Custom fetch
Use the fetch hook to add timeouts, proxies, tracing, and request mocking.
new Bastion({ fetch }) accepts any function with the standard fetch signature. The SDK uses it for every HTTP call (regular and streaming), so anything you bolt onto it applies uniformly.
new Bastion({
apiKey: process.env.BASTION_API_KEY,
fetch: (url, init) => globalThis.fetch(url, init), // identity — the default
});Per-request timeout
fetch itself has no timeout. Wrap it with an AbortController:
const withTimeout = (ms: number): typeof globalThis.fetch =>
(url, init) => {
const ac = new AbortController();
const timer = setTimeout(() => ac.abort(), ms);
return globalThis.fetch(url, { ...init, signal: ac.signal }).finally(() =>
clearTimeout(timer),
);
};
const client = new Bastion({
apiKey: process.env.BASTION_API_KEY,
fetch: withTimeout(30_000),
});For streaming calls, the timeout fires from the moment the request starts — including the time spent iterating the stream. If you want a "time-to-first-byte" timeout, gate the signal on a flag you flip when iteration begins.
Proxy
In Node, use undici's ProxyAgent:
import { fetch, ProxyAgent, type RequestInit } from "undici";
const dispatcher = new ProxyAgent("http://proxy.internal:8080");
const client = new Bastion({
apiKey: process.env.BASTION_API_KEY,
fetch: ((url, init) =>
fetch(url, { ...(init as RequestInit), dispatcher })) as typeof globalThis.fetch,
});undici's fetch is a near-superset of the spec — the dispatcher field is the proxy hook.
Tracing / observability
Wrap fetch to attach request ids and time each call:
const traced: typeof globalThis.fetch = async (url, init) => {
const requestId = crypto.randomUUID();
const started = performance.now();
const headers = new Headers(init?.headers);
headers.set("x-trace-id", requestId);
try {
const res = await globalThis.fetch(url, { ...init, headers });
metrics.observe("bastion_call_ms", performance.now() - started, {
status: String(res.status),
});
return res;
} catch (err) {
metrics.increment("bastion_call_error", { requestId });
throw err;
}
};
const client = new Bastion({ apiKey: process.env.BASTION_API_KEY, fetch: traced });The SDK applies Authorization: Bearer <apiKey> last, just before invoking your custom fetch. By then the header is in init.headers — your wrapper can read it (don't log it) but defaultHeaders.Authorization cannot leak a wrong key onto a request, because the SDK overwrites it.
Mocking in tests
The cleanest way to test code that uses the SDK: inject a fake fetch.

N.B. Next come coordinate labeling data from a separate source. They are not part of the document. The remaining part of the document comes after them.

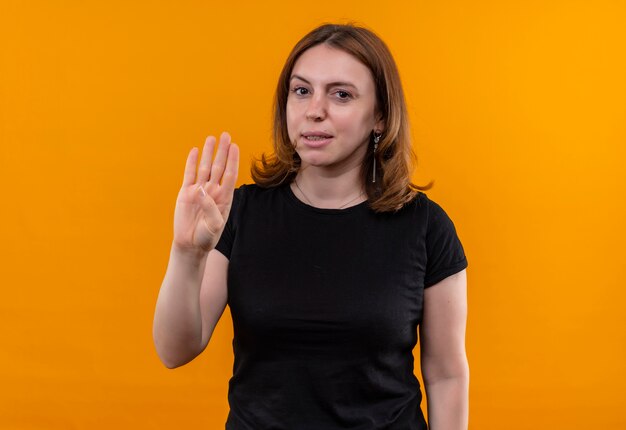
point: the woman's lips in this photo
(316, 141)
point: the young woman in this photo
(330, 263)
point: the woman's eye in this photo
(300, 91)
(343, 95)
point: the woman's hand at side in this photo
(193, 293)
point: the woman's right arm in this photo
(193, 293)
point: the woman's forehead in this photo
(324, 64)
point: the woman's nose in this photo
(316, 109)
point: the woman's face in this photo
(331, 108)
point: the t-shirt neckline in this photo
(304, 206)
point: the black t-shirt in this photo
(325, 306)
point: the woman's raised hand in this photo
(204, 200)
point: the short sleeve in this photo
(225, 244)
(444, 252)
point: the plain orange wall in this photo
(518, 111)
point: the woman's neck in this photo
(328, 190)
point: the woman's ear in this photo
(379, 127)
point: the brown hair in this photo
(394, 158)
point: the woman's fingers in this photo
(204, 170)
(190, 167)
(222, 169)
(229, 178)
(219, 163)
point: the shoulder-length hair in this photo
(392, 187)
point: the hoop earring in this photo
(377, 136)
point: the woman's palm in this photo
(206, 196)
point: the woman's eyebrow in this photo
(330, 84)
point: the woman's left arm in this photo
(444, 362)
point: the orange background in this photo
(519, 115)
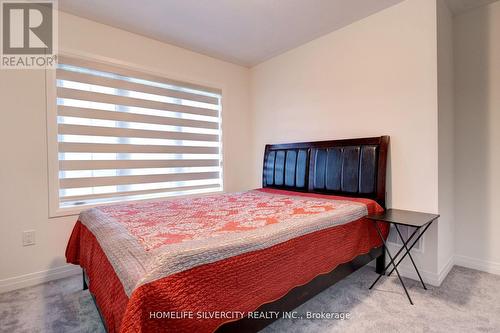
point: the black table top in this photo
(404, 217)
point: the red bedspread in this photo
(239, 283)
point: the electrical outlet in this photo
(28, 237)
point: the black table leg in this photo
(392, 261)
(411, 247)
(409, 255)
(397, 254)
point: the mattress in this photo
(193, 264)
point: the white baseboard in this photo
(33, 279)
(479, 264)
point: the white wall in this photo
(23, 150)
(446, 133)
(477, 104)
(376, 76)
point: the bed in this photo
(228, 262)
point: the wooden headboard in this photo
(352, 167)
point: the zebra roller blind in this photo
(127, 135)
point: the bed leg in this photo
(85, 287)
(380, 263)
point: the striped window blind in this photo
(127, 135)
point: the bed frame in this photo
(352, 167)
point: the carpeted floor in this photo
(467, 301)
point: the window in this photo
(127, 135)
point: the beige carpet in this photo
(467, 301)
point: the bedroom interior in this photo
(305, 166)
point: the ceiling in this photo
(461, 6)
(245, 32)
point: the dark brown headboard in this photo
(352, 167)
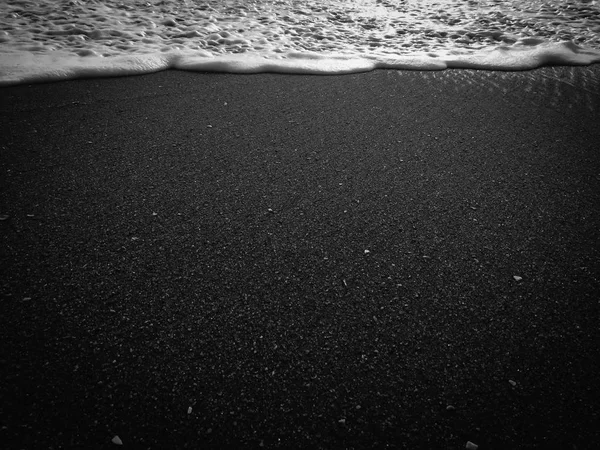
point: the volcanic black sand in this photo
(401, 259)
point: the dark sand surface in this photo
(306, 262)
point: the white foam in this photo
(49, 40)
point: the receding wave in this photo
(57, 40)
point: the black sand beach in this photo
(380, 260)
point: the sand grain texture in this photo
(307, 262)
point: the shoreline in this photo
(380, 259)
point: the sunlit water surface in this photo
(46, 40)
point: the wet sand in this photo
(402, 259)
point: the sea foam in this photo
(48, 40)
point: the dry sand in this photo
(402, 259)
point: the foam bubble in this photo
(55, 40)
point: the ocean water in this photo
(47, 40)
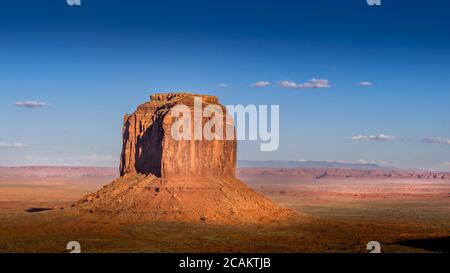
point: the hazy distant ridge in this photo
(308, 164)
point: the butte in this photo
(163, 179)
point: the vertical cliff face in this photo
(149, 148)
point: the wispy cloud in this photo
(444, 165)
(260, 84)
(435, 140)
(30, 104)
(15, 145)
(39, 158)
(380, 137)
(313, 83)
(365, 83)
(99, 158)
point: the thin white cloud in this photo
(380, 137)
(365, 83)
(436, 140)
(38, 158)
(16, 145)
(444, 165)
(313, 83)
(260, 84)
(99, 158)
(30, 104)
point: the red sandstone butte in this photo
(163, 179)
(148, 146)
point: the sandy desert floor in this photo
(335, 215)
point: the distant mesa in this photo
(163, 179)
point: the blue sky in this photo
(92, 64)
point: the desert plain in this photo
(335, 211)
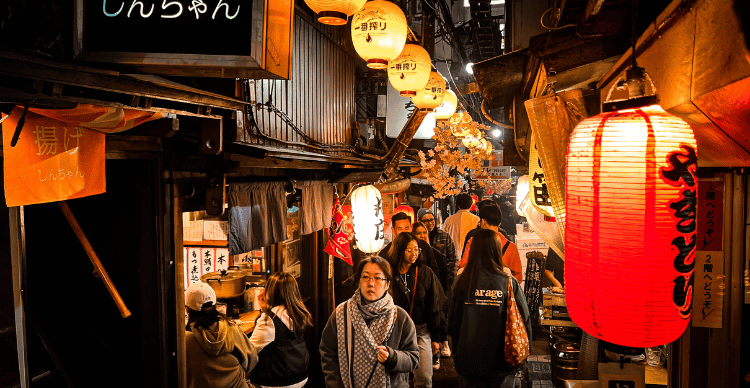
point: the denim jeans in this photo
(423, 374)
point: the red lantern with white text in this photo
(631, 230)
(367, 214)
(404, 208)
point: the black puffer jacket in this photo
(477, 328)
(429, 300)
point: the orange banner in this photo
(52, 161)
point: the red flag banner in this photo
(338, 240)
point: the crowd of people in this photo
(411, 298)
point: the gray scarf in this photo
(357, 342)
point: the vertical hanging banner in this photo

import { Bastion } from "@qubittron/bastion-sdk";
import { expect, test } from "vitest";
test("happy path", async () => {
const fakeFetch: typeof globalThis.fetch = async () =>
new Response(
JSON.stringify({
id: "cmpl_x",
object: "chat.completion",
created: 0,
model: "gpt-oss-120b",
choices: [
{
index: 0,
message: { role: "assistant", content: "ok" },
finish_reason: "stop",
},
],
usage: { prompt_tokens: 1, completion_tokens: 1, total_tokens: 2 },
}),
{ status: 200, headers: { "Content-Type": "application/json" } },
);
const client = new Bastion({ apiKey: "test", fetch: fakeFetch });
const res = await client.chat.completions.create({
model: "gpt-oss-120b",
messages: [{ role: "user", content: "hi" }],
});
expect(res.choices[0]?.message.content).toBe("ok");
});For streaming, return a Response whose body is a ReadableStream<Uint8Array> emitting SSE-formatted bytes.
Order of operations inside the SDK
For each request:
- Compose
headersfromAccept,User-Agent,defaultHeaders, per-call headers (in that order). - Set
Content-Typetoapplication/jsonfor JSON bodies; strip it for multipart so the runtime can set its own boundary. - Stringify the body (or pass through
FormDatafor multipart). - Apply
Authorization: Bearer <apiKey>last — the SDK overwrites anydefaultHeaders.Authorization. (The header is visible to your fetch wrapper at this point; do not log it.) - Call your
fetch. - On a network error, throw
APIConnectionError. On a non-2xx, parse the body and throw the matchingBastionErrorsubclass.
That predictable shape makes a custom fetch a safe place for cross-cutting concerns.